Pular para o conteúdo
Ciência

Eles voltaram? A surpreendente experiência genética que pode mudar tudo

Uma equipe de cientistas afirma ter ultrapassado uma das barreiras mais ousadas da ciência moderna: trazer de volta uma espécie extinta há milhares de anos. A experiência gerou entusiasmo, dúvidas e também polêmica. Descubra o que realmente foi alcançado — e o que isso pode significar para o futuro da vida no planeta.
Por

Tempo de leitura: 3 minutos

Durante décadas, a ideia de ressuscitar animais extintos parecia restrita à ficção científica. Mas agora, esse conceito começa a ganhar contornos reais com a experiência recente da Colossal Biosciences, que anunciou a criação dos primeiros “lobos terríveis” modernos. Embora a façanha não represente uma clonagem exata, ela marca um ponto de virada no campo da engenharia genética e da chamada desextinção funcional.

O retorno de um predador pré-histórico?

A Colossal Biosciences revelou ter criado três filhotes saudáveis que, segundo a empresa, representam uma recriação do extinto lobo terrível (Aenocyon dirus), espécie que desapareceu há cerca de 9.500 anos. Os animais, batizados de Rômulo, Remo e Khaleesi, nasceram entre outubro e o inverno recente, cada um de uma mãe substituta — cadelas mestiças de grande porte — e hoje vivem em uma reserva ecológica secreta, monitorados por uma equipe veterinária.

O feito foi anunciado junto a uma reportagem de destaque na revista Time, com a empresa defendendo que se trata da primeira “desextinção” bem-sucedida da história. Ainda que a técnica não tenha recriado o DNA completo da espécie extinta, a Colossal afirma ter chegado o mais próximo possível com segurança, usando engenharia genética de última geração.

Como a ciência tornou isso possível

Os cientistas usaram amostras de DNA extraídas de dentes com cerca de 13 mil anos e de um crânio com 72 mil anos. A partir dessas informações, identificaram variantes genéticas únicas do lobo terrível. Em vez de copiar o genoma inteiro, eles realizaram 20 edições específicas em células de lobo cinzento, parente vivo mais próximo do lobo extinto. Quinze dessas edições buscaram replicar traços físicos e comportamentais chave.

Essas células editadas foram então utilizadas para criar embriões, implantados em cadelas substitutas. O resultado? Três filhotes com características semelhantes às do lobo terrível, incluindo maior robustez craniana e coloração específica. Ainda assim, os cientistas optaram por não realizar algumas modificações genéticas que poderiam comprometer a saúde dos animais.

O que é “desextinção funcional”?

A Colossal define seu método como “desextinção funcional”: em vez de buscar uma recriação genética exata, o objetivo é restaurar os principais traços físicos e comportamentais de uma espécie extinta usando técnicas seguras. A cientista-chefe da empresa, Beth Shapiro, explica que, sempre que possível, utilizam variantes já existentes em espécies vivas para garantir mais segurança nos resultados.

Ou seja, os filhotes não são cópias perfeitas de lobos terríveis, mas sim organismos com aparência e comportamento semelhantes, criados com o máximo de fidelidade viável no momento.

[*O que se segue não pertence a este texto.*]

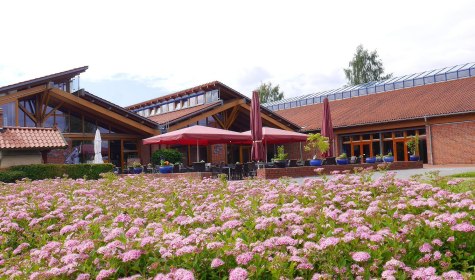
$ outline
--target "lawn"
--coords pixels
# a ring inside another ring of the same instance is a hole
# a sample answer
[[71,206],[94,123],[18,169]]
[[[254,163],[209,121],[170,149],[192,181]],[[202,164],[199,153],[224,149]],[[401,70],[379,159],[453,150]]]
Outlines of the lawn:
[[469,279],[475,192],[447,189],[460,184],[391,172],[1,184],[0,278]]

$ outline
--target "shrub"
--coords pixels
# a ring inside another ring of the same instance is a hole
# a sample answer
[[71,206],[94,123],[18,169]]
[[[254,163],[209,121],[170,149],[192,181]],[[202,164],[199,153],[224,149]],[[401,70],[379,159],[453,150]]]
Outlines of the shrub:
[[87,177],[87,179],[99,179],[101,173],[112,172],[114,166],[105,164],[30,164],[10,167],[10,171],[20,171],[23,177],[32,180],[52,179],[67,175],[72,179]]
[[5,183],[15,183],[25,177],[25,173],[21,171],[5,170],[0,172],[0,181]]
[[181,162],[182,157],[182,153],[175,149],[161,149],[153,152],[152,163],[158,165],[160,164],[161,160],[168,162]]

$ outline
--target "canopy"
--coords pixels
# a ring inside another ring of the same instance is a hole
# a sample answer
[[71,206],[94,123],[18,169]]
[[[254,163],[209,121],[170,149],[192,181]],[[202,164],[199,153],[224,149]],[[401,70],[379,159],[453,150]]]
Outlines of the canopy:
[[143,140],[147,144],[200,145],[225,144],[249,141],[250,137],[239,132],[214,127],[194,125]]
[[[242,134],[251,137],[251,131],[245,131]],[[291,142],[305,142],[307,141],[307,134],[295,131],[288,131],[278,128],[263,127],[262,141],[266,144],[281,144]]]
[[330,149],[328,152],[324,153],[325,157],[333,156],[333,139],[335,138],[333,134],[333,125],[332,125],[332,116],[330,113],[330,104],[328,98],[323,99],[323,118],[322,118],[322,136],[328,137],[328,142],[330,143]]
[[262,161],[265,157],[265,151],[262,144],[261,105],[257,90],[252,92],[250,125],[252,136],[251,158],[255,161]]

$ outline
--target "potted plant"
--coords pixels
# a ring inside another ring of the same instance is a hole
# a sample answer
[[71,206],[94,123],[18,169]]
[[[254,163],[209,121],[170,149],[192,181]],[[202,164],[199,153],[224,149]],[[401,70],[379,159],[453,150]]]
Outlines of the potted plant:
[[172,173],[173,165],[168,160],[162,160],[160,162],[160,173]]
[[419,160],[419,135],[411,137],[411,140],[407,142],[407,149],[409,150],[409,160],[418,161]]
[[336,163],[338,165],[348,164],[348,156],[346,155],[346,153],[342,153],[341,155],[339,155],[336,158]]
[[376,155],[376,162],[383,162],[383,154]]
[[287,163],[287,155],[284,153],[284,146],[277,147],[277,155],[273,158],[273,162],[275,166],[284,168]]
[[143,171],[142,165],[138,161],[132,163],[132,168],[134,169],[134,174],[140,174]]
[[310,133],[307,137],[305,151],[313,151],[313,159],[310,160],[310,166],[322,165],[322,154],[330,149],[328,137],[322,136],[320,133]]
[[393,162],[394,161],[394,156],[393,153],[389,152],[387,155],[383,157],[384,162]]
[[[382,161],[382,160],[381,160]],[[376,157],[367,157],[365,159],[366,163],[376,163]]]

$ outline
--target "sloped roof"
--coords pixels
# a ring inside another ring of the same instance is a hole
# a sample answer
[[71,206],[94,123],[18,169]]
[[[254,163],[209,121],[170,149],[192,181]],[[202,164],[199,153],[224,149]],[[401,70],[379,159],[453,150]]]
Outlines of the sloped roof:
[[[475,77],[330,101],[335,128],[475,112]],[[319,130],[323,104],[274,112],[303,131]]]
[[181,110],[172,111],[172,112],[168,112],[168,113],[162,113],[162,114],[155,115],[155,116],[150,116],[150,117],[148,117],[148,119],[152,120],[152,121],[154,121],[158,124],[165,124],[165,123],[168,123],[168,122],[177,121],[181,118],[187,118],[187,117],[191,117],[193,115],[197,115],[197,114],[199,114],[203,111],[207,111],[208,109],[212,109],[212,108],[217,107],[221,104],[222,104],[222,102],[216,101],[216,102],[213,102],[213,103],[198,105],[198,106],[190,107],[190,108],[187,108],[187,109],[181,109]]
[[2,150],[48,150],[67,146],[61,131],[53,128],[4,127],[0,132]]

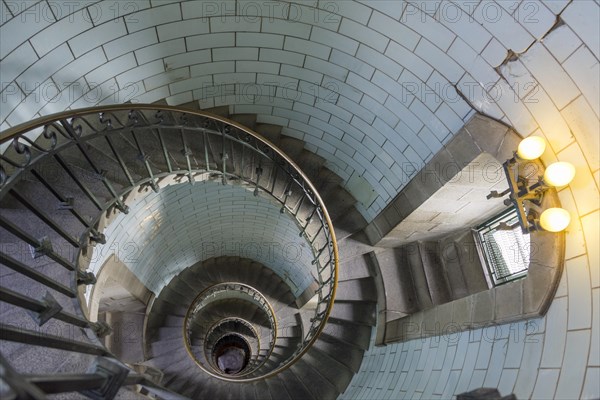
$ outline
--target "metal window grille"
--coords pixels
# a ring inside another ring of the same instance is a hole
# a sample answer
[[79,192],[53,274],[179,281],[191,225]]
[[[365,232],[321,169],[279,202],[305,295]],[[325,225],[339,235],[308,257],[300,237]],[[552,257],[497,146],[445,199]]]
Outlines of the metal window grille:
[[475,228],[482,264],[494,286],[527,275],[529,234],[523,234],[515,208],[509,208]]

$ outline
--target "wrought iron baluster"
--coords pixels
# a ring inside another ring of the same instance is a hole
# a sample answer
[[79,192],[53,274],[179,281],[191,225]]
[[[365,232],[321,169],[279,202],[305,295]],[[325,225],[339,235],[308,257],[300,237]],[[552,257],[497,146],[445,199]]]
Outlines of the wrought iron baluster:
[[2,323],[0,323],[0,340],[8,340],[11,342],[31,344],[33,346],[74,351],[77,353],[95,354],[98,356],[112,356],[108,350],[101,346],[83,343],[47,333],[40,335],[40,333],[37,331],[15,328]]
[[173,172],[173,167],[171,166],[171,160],[169,158],[169,151],[167,150],[167,145],[165,144],[165,140],[162,136],[162,130],[156,129],[156,135],[158,136],[158,141],[160,142],[160,147],[163,151],[163,156],[165,157],[165,162],[167,163],[167,169],[169,172]]
[[[44,179],[44,177],[38,173],[36,170],[31,169],[31,174],[42,184],[44,185],[44,187],[46,189],[48,189],[50,191],[50,193],[52,193],[54,195],[54,197],[56,197],[56,199],[58,201],[61,202],[61,204],[69,204],[69,199],[64,197],[63,195],[61,195],[55,188],[54,186],[52,186],[48,181],[46,181],[46,179]],[[69,210],[69,212],[71,214],[73,214],[73,216],[75,216],[75,218],[77,218],[77,220],[79,222],[81,222],[81,224],[83,224],[83,226],[85,226],[86,228],[91,228],[90,223],[81,215],[79,214],[79,212],[77,212],[77,210],[75,210],[75,208],[73,206],[67,207],[66,209]]]
[[159,188],[158,188],[158,185],[156,184],[156,179],[154,178],[154,173],[152,172],[152,168],[150,167],[150,162],[148,161],[148,160],[150,160],[150,156],[147,155],[146,152],[144,151],[144,149],[142,148],[142,144],[138,140],[138,137],[135,134],[135,131],[133,129],[131,130],[131,136],[133,137],[133,141],[135,142],[135,145],[139,151],[138,157],[139,157],[140,161],[144,164],[144,167],[146,167],[146,172],[148,173],[148,176],[150,178],[149,185],[154,192],[158,193]]
[[63,160],[63,158],[59,154],[54,154],[54,158],[56,159],[56,161],[58,161],[58,163],[65,170],[65,172],[71,177],[71,179],[73,179],[75,184],[83,191],[87,198],[90,199],[92,203],[94,203],[96,208],[98,208],[98,210],[102,210],[102,204],[100,204],[100,201],[96,198],[92,191],[88,189],[87,186],[85,186],[83,182],[79,180],[79,178],[75,175],[71,168],[69,168],[65,160]]
[[73,263],[65,260],[63,257],[56,254],[52,250],[52,246],[48,246],[48,242],[40,241],[34,238],[30,234],[23,231],[21,228],[4,218],[2,215],[0,215],[0,226],[2,226],[4,229],[6,229],[19,239],[23,240],[25,243],[31,245],[31,247],[33,247],[35,251],[40,252],[40,255],[45,255],[49,257],[50,259],[56,261],[57,263],[59,263],[60,265],[62,265],[70,271],[75,271],[77,269]]
[[129,168],[127,168],[127,165],[125,164],[125,161],[123,160],[123,157],[121,157],[121,154],[119,154],[119,152],[117,151],[117,148],[115,147],[110,135],[106,135],[105,139],[106,139],[106,142],[108,143],[108,146],[110,147],[110,150],[115,155],[117,162],[121,166],[123,173],[127,177],[127,181],[129,182],[129,185],[134,186],[135,181],[133,180],[131,173],[129,172]]
[[23,264],[22,262],[12,258],[11,256],[0,253],[0,263],[6,265],[8,268],[12,269],[15,272],[20,273],[34,281],[41,283],[51,289],[56,290],[59,293],[64,294],[65,296],[75,298],[77,297],[77,292],[60,282],[55,281],[52,278],[47,277],[46,275],[36,271],[28,265]]
[[21,204],[29,209],[32,213],[34,213],[39,219],[44,221],[46,225],[48,225],[52,230],[62,236],[67,242],[71,243],[74,247],[80,247],[79,242],[67,231],[61,228],[54,220],[52,220],[45,212],[31,204],[29,200],[23,197],[16,189],[10,189],[9,193],[17,199]]
[[190,149],[190,147],[187,144],[187,141],[185,140],[185,132],[183,131],[183,129],[180,129],[179,132],[181,133],[181,144],[183,145],[183,150],[181,150],[181,153],[185,156],[185,161],[188,169],[188,180],[193,185],[194,175],[192,173],[192,161],[190,160],[192,150]]

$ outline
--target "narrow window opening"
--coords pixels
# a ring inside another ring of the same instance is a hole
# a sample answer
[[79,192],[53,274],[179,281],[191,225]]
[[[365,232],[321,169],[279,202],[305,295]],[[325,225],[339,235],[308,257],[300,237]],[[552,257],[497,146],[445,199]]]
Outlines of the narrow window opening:
[[529,268],[530,235],[519,226],[511,207],[474,230],[475,240],[491,286],[523,278]]

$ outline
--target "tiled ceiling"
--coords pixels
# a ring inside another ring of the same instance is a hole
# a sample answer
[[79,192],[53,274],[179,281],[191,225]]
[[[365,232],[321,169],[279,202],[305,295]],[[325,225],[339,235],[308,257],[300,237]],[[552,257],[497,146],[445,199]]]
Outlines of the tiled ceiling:
[[575,3],[2,0],[0,128],[96,104],[225,105],[366,180],[371,219],[475,111],[555,150],[574,99],[567,114],[598,115],[598,7]]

A intenção, segundo a empresa, é preservar características ecológicas importantes e estudar formas de reverter perdas de biodiversidade.

Uma nova era — e muitas perguntas

Apesar do entusiasmo, o projeto também levanta questões éticas e científicas. Alguns especialistas questionam se esses animais podem realmente ser considerados “lobos terríveis” ou se seriam apenas uma nova variante de lobo geneticamente modificada. Outros se perguntam se é moralmente aceitável tentar trazer de volta espécies extintas, mesmo que com boas intenções.

Ainda assim, o avanço é notável. A Colossal anunciou também o nascimento de quatro lobos vermelhos — espécie criticamente ameaçada — por meio de sua tecnologia de clonagem. E seus planos são ainda mais ambiciosos: até 2028, a empresa espera trazer à vida o primeiro mamute lanoso “ressuscitado”.

O futuro da vida recriada

O caso dos “lobos terríveis” marca um possível início de uma era em que espécies perdidas poderiam retornar, pelo menos em parte, à Terra. Embora o caminho ainda esteja cercado de incertezas, a experiência da Colossal acende discussões profundas sobre os limites da biotecnologia e o papel da ciência na conservação da vida.

A engenharia genética cruzou mais uma fronteira, e seja qual for a interpretação científica ou ética, uma coisa é certa: o mundo não é mais o mesmo.